History repeats.
While I have not had TV service for some two decades now, I do subscribe to Amazon Prime and they make available a lot of content, including their ‘made for TV’ series as Amazon moves to become a major movie studio.
One which caught my eye recently is the Harry Bosch series of detective thrillers, set in Los Angeles. The cinematography here appeals immediately, capturing that sun bleached look of the poorer parts of a city I love. Bosch, a somewhat dour and jaded Hollywood homicide cop, lives in a magnificent stilt house in the Hollywood Hills. You know, one of those due to become an insurance claim receivable when the Big One hits, for these Hills homes are perched on uprights which will be the first to go when tectonic plates commence shifting.

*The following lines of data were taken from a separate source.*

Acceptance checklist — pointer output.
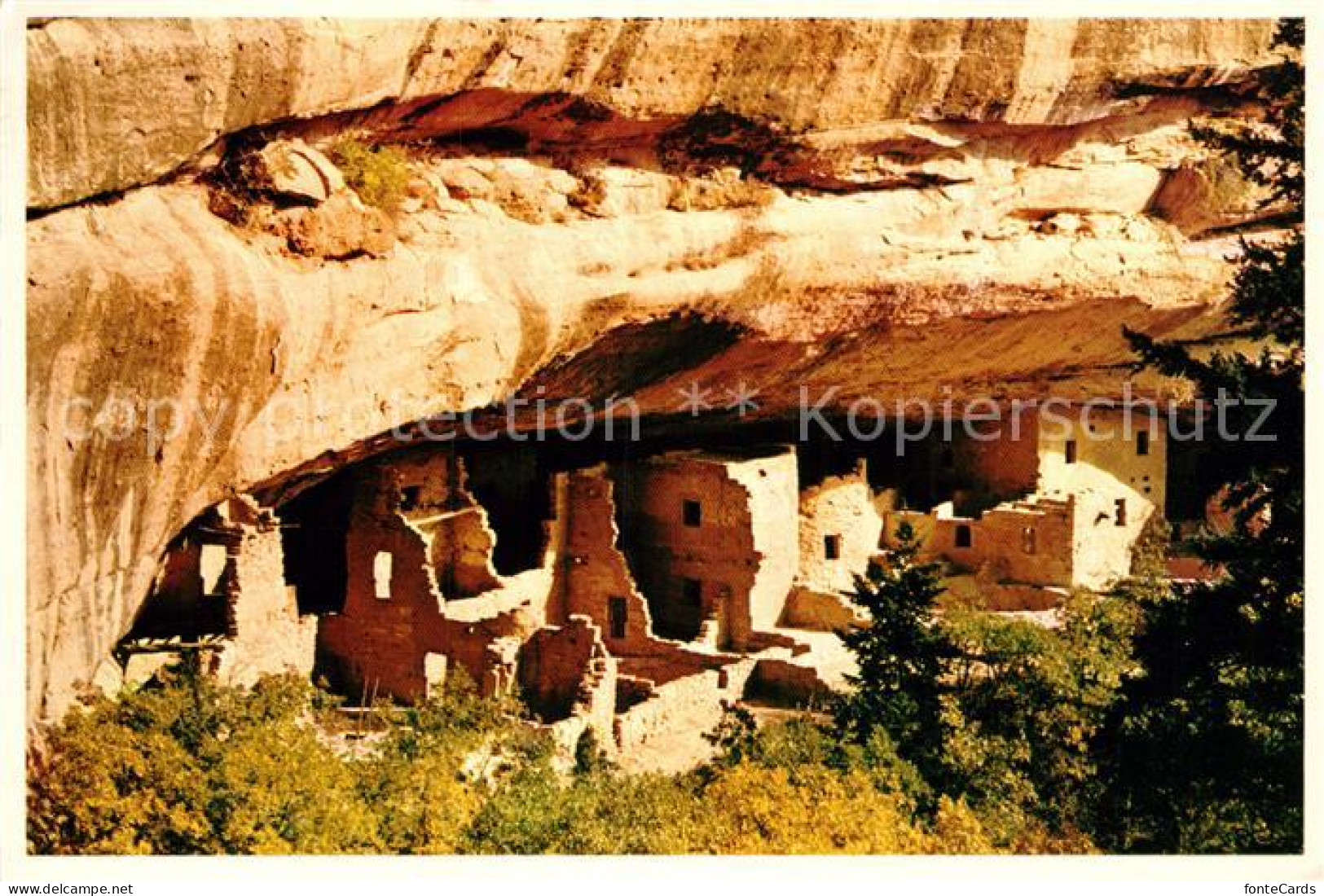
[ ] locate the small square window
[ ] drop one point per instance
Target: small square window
(409, 497)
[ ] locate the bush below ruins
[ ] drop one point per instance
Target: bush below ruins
(184, 765)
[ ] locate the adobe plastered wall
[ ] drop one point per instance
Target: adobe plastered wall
(743, 552)
(847, 510)
(688, 707)
(266, 631)
(1108, 468)
(1018, 542)
(460, 539)
(1001, 457)
(395, 614)
(380, 643)
(772, 485)
(591, 571)
(567, 670)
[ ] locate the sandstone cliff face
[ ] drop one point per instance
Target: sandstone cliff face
(889, 208)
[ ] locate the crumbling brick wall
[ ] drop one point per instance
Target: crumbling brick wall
(395, 616)
(379, 643)
(1118, 482)
(713, 538)
(568, 671)
(591, 571)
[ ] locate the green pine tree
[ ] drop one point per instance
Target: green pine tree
(1205, 752)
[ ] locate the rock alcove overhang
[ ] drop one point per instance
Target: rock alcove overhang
(110, 123)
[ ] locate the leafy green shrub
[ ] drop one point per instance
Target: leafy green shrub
(187, 766)
(379, 173)
(1228, 187)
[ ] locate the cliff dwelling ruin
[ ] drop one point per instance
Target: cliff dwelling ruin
(637, 591)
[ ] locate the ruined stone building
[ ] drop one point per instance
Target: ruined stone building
(633, 595)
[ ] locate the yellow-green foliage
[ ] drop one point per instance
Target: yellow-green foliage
(379, 173)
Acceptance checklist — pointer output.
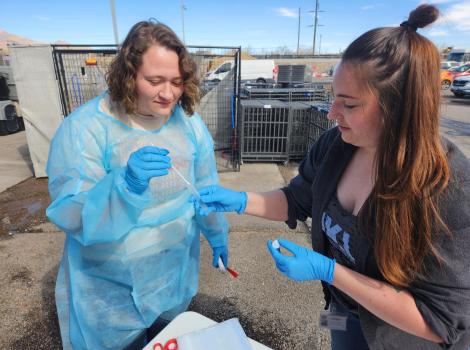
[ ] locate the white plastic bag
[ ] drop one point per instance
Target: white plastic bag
(227, 335)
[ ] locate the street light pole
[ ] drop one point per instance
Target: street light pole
(315, 27)
(319, 46)
(182, 18)
(298, 35)
(113, 14)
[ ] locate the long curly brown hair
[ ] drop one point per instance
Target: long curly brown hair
(121, 77)
(401, 67)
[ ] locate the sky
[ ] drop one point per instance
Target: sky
(259, 25)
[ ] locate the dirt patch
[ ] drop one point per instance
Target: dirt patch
(23, 206)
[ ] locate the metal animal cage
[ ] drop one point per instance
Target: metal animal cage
(265, 130)
(318, 123)
(300, 115)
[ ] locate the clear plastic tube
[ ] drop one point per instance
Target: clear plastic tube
(191, 188)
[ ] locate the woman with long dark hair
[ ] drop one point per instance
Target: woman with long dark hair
(389, 201)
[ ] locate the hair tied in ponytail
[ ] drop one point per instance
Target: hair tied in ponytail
(407, 24)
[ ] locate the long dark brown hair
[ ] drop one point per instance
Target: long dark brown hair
(401, 67)
(122, 73)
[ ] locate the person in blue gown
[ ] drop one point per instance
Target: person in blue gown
(131, 253)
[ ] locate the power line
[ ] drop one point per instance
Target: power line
(315, 24)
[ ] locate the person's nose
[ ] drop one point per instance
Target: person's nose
(166, 93)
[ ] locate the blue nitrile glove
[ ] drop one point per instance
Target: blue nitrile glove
(304, 265)
(218, 198)
(143, 164)
(221, 252)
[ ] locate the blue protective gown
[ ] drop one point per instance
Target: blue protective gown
(128, 259)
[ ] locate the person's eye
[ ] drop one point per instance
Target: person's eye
(154, 82)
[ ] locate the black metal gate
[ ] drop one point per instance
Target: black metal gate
(81, 71)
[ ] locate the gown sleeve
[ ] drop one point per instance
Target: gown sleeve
(89, 202)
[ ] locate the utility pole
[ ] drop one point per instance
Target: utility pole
(315, 26)
(182, 18)
(113, 14)
(298, 35)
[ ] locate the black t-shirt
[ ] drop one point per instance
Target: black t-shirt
(345, 244)
(442, 293)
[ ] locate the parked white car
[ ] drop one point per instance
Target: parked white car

The story line, for no straight cop could afford this place on his salary, is that Bosch participated in the making of a cop movie – there’s a poster on his wall testifying to this – which rewarded him richly, affording him the magnificent home (1870 Blue Heights Dr, Los Angeles, CA 90069) along with some really cool vintage tube hi-fi hardware. The latter, sadly, is wasted on his preference for jazz, which is so much noise in my book, but each to his own. Here’s Harry in his pad:
This image, used in several episodes, immediately harkens back to the greatest modern architectural photograph of a Neutra inspired home, that of the Stahl house, taken by Julius Shulman:
The Stahl House.
If you like your detectives hard bitten, cynical and rule bending, with more than a dash of Philip Marlowe (and some of the complexity) thrown into the mix along with fine acting and cinematography, Harry Bosch is your man. The intense and splendidly named Titus Welliver is Bosch.